As the end of May approaches, most colleges and universities in the United States have already conferred degrees upon their graduates. A long and arduous day punctuates the final exercises, which display the accomplishments of the graduates to their friends and families. Part and parcel of that process is the commencement address, which few in attendance remember. (William Raspberry delivered the address at my own graduation ceremony twenty years ago. He was my favorite progressive columnist at the time, I was glad he was there, and I do not remember a single thing he said.) For the speaker, it is an honor to be invited to give a commencement address; for the graduates, it is often a final test of their mettle to endure a lecture.
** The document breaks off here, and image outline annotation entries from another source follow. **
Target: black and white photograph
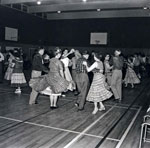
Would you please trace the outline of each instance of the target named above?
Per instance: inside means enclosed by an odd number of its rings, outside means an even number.
[[[0,0],[0,148],[150,148],[150,0]]]

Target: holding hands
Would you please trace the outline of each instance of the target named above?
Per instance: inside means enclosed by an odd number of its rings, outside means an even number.
[[[84,62],[83,62],[83,65],[87,66],[87,62],[86,62],[86,61],[84,61]]]

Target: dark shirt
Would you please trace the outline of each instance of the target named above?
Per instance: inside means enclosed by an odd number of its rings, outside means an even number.
[[[120,56],[113,57],[113,69],[122,70],[123,58]]]
[[[43,65],[42,56],[38,53],[34,56],[32,62],[32,70],[47,71],[47,68]]]
[[[76,63],[76,72],[77,73],[87,73],[86,66],[83,65],[84,61],[87,62],[87,60],[83,57],[81,57],[77,60],[77,63]]]

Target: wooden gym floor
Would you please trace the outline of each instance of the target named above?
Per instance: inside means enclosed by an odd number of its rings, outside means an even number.
[[[8,84],[0,84],[0,148],[138,148],[149,84],[146,78],[134,89],[123,88],[123,101],[105,101],[106,111],[96,115],[90,102],[78,112],[71,92],[52,110],[48,96],[40,95],[39,104],[30,106],[29,87],[18,95]]]

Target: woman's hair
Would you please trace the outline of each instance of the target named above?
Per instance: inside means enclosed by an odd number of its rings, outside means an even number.
[[[15,57],[20,57],[21,56],[21,52],[18,48],[15,48],[14,51],[13,51],[13,55]]]
[[[98,58],[99,60],[102,60],[102,59],[103,59],[103,56],[102,56],[101,53],[95,52],[95,53],[94,53],[94,56],[95,56],[96,58]]]
[[[56,55],[58,55],[58,54],[61,53],[61,52],[62,52],[61,49],[60,49],[59,47],[56,47],[56,48],[54,49],[54,51],[53,51],[53,55],[56,56]]]

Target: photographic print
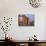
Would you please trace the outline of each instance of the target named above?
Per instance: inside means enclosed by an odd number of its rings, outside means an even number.
[[[18,15],[19,26],[34,26],[34,15],[33,14],[19,14]]]

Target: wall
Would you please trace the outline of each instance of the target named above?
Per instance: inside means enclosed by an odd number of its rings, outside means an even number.
[[[33,8],[30,6],[28,0],[0,0],[0,17],[12,17],[13,22],[10,31],[7,33],[10,37],[16,40],[27,40],[34,34],[37,35],[37,39],[44,40],[45,33],[45,15],[46,8]],[[34,27],[19,27],[18,26],[18,14],[34,14],[35,26]],[[0,34],[2,31],[0,31]],[[2,34],[1,34],[2,35]],[[2,36],[0,36],[2,39]]]

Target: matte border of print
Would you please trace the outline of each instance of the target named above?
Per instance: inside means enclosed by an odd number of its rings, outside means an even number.
[[[33,8],[41,7],[43,4],[45,5],[45,1],[43,0],[29,0],[29,3]]]

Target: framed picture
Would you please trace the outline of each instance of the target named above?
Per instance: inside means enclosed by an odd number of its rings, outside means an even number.
[[[18,25],[19,26],[34,26],[34,15],[33,14],[19,14]]]

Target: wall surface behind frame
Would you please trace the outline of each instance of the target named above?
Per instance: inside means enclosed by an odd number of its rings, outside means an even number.
[[[0,19],[4,16],[12,17],[13,22],[10,27],[10,31],[7,33],[15,40],[28,40],[34,34],[37,35],[37,39],[45,39],[45,15],[46,8],[33,8],[30,6],[28,0],[0,0]],[[18,26],[18,14],[34,14],[35,26],[32,27],[19,27]],[[0,30],[0,39],[4,33]]]

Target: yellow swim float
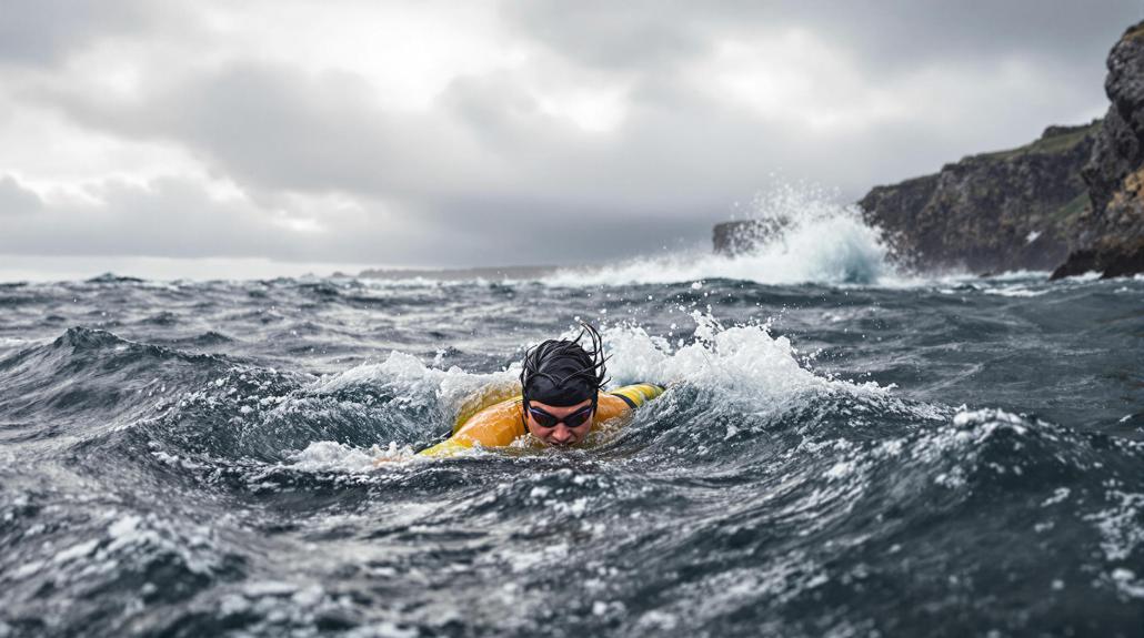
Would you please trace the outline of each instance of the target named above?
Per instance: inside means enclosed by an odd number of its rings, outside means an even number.
[[[635,383],[615,390],[599,392],[593,430],[601,423],[626,416],[633,409],[664,393],[664,386],[654,383]],[[525,432],[523,418],[524,400],[516,394],[505,398],[503,392],[491,392],[467,402],[453,425],[453,434],[444,441],[423,449],[419,456],[452,456],[479,445],[482,447],[505,447]]]

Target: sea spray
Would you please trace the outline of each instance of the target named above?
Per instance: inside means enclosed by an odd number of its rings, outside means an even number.
[[[602,268],[562,270],[554,285],[669,284],[739,279],[757,284],[874,285],[895,278],[881,232],[855,206],[821,189],[780,184],[756,196],[734,255],[700,248]]]

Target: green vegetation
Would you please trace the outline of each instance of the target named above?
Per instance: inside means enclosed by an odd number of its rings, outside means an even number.
[[[1095,133],[1099,126],[1101,120],[1096,120],[1090,125],[1071,128],[1059,135],[1041,137],[1031,144],[1025,144],[1024,146],[1006,151],[994,151],[992,153],[982,153],[979,155],[972,155],[972,159],[1008,160],[1030,153],[1063,153],[1071,150],[1077,144],[1080,144],[1087,135]]]

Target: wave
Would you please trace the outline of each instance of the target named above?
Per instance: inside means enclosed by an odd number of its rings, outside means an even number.
[[[762,229],[766,229],[763,231]],[[876,285],[897,277],[880,230],[855,206],[821,191],[781,186],[760,196],[740,226],[746,252],[638,257],[602,268],[565,269],[542,280],[557,286],[670,284],[738,279],[766,285]]]

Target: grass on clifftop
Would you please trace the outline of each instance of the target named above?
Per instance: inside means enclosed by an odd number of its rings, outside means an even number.
[[[1041,137],[1030,144],[1025,144],[1024,146],[1018,146],[1016,149],[1009,149],[1006,151],[993,151],[992,153],[982,153],[979,155],[970,155],[970,158],[1007,160],[1031,153],[1043,153],[1043,154],[1063,153],[1067,152],[1077,144],[1080,144],[1087,135],[1094,133],[1099,126],[1101,121],[1097,120],[1088,126],[1080,127],[1068,133],[1054,135],[1051,137]]]

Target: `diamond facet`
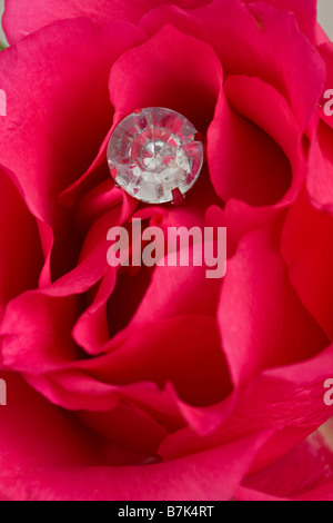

Few graduation day speakers seem to grasp this reality, but former President George W. Bush does. While delivering the graduation keynote address at Southern Methodist University last Saturday (May 17, 2015) he succinctly articulated this, stating “What I have learned about graduation speeches is that they’re too long and rarely remembered. So I’ll keep this short. I just can’t attest to how memorable it will be.” And yet, his speech ought to be remembered, especially by evangelicals. It ought to be remembered, not because of the folksy humor woven throughout, humor that had all but the most vociferous anti-Bushites laughing. Nor should it be remembered for his unflagging optimism about the future, but for his bold proclamation about the nature of religious liberty in the United States of America in the twenty-first century.
Without a doubt, American evangelicals embraced George W. Bush, overwhelmingly supporting him at polls in 2000 and 2004 and publicly backing many of his policy decisions during his two terms in office. Possessed of a credible conversion testimony and open about his faith, Bush’s religiosity resonated with many evangelicals. Many were proud to have one of their own in office, something that had not happened since the “disappointment” of Jimmy Carter.
Building on his optimism for the future, Bush articulated his vision of religious liberty in the fourth-to-last paragraph of his speech: “And finally, you can be hopeful because there is a loving God. Whether you agree with that statement or not is your choice. It is not your government’s choice. It is essential to this nation’s future that we remember that the freedom to worship who we want, and how we want—or not worship at all—is a core belief of our founding.”
As public speakers are wont to do, Bush simplified the complexities associated with freedom of worship. He also sanitized the founding, ignoring just how comfortable many of the founders were with establishment, something Tommy Kidd wrote about yesterday on The Anxious Bench. At the same time, Bush articulated a version of religious liberty, which pivots on freedom of worship, something that twenty-first century evangelicals ought to endorse and defend–both for themselves and for others. Baptists especially ought to find Bush’s position compelling, grounding it as he did in liberty of conscience. Earlier in the speech, Bush laid the foundation for his advocacy for freedom of worship by recapitulating his 2003 State of the Union address in which he asserted that “the liberty we [American’s] prize is not America’s gift to the world; it is God’s gift to humanity.”
Such a position, when applied to religious liberty, resonates with historic Baptist convictions on the matter. Baptist voices from the past, including Thomas Helwys, Leonard Busher, John Clarke, Roger Williams, Isaac Backus and John Leland, defended freedom of conscience in matters of religion. The great historic Baptist confessions of yesteryear such as the First London Confession (1644), The Standard Confession (1660), and The Philadelphia Confession (1742) all articulate similar sentiments.
Among Southern Baptists, George Truett expressed his own position in describing “Baptists “of all ages” as “protagonists of religious liberty, not only for themselves… but everyone else as well,” while E.Y. Mullins made religious liberty part of the implications of his doctrine of “soul competency.” Building on Mullins’ position, all three versions of The Baptist Faith and Message (1925, 1963, and 2000) express an unchanged conviction regarding religious liberty: “A free church in a free state is the Christian ideal, and this implies the right of free and unhindered access to God on the part of all men, and the right to form and propagate opinions in the sphere of religion without interference by the civil power (emphasis mine).”
Unlike many of their Puritan cousins, 17th and 18th century Baptists in America often defended liberty of conscience and advocated for an elision of as much compulsion in matters of religion as could be accomplished. They often did so even when such liberties, if granted, would undermine their own religious cause, believing that compulsion only yielded the poison fruit of false conversion. This does not mean that they did not actively seek to persuade others to abandon their “false beliefs” and embrace Baptist convictions, but it did mean that they defended their right to hold to those “false beliefs” in a free society. Further, they allied themselves with those who shared their convictions on this “first freedom,” including Thomas Jefferson, whose heterodox religious beliefs were well attested.
As a commencement to the rest of the twenty-first century, Baptists (and other American evangelicals) would do well to embrace the vision of religious liberty that President Bush articulated at SMU. We ought to seek to persuade others to believe the gospel as we do, yet remain committed to their freedom to reject it. As we do so, we distinguish ourselves and our society from those who desire to compel religious adherence (“belief” does not really work here) and silence religious dissent either here or abroad.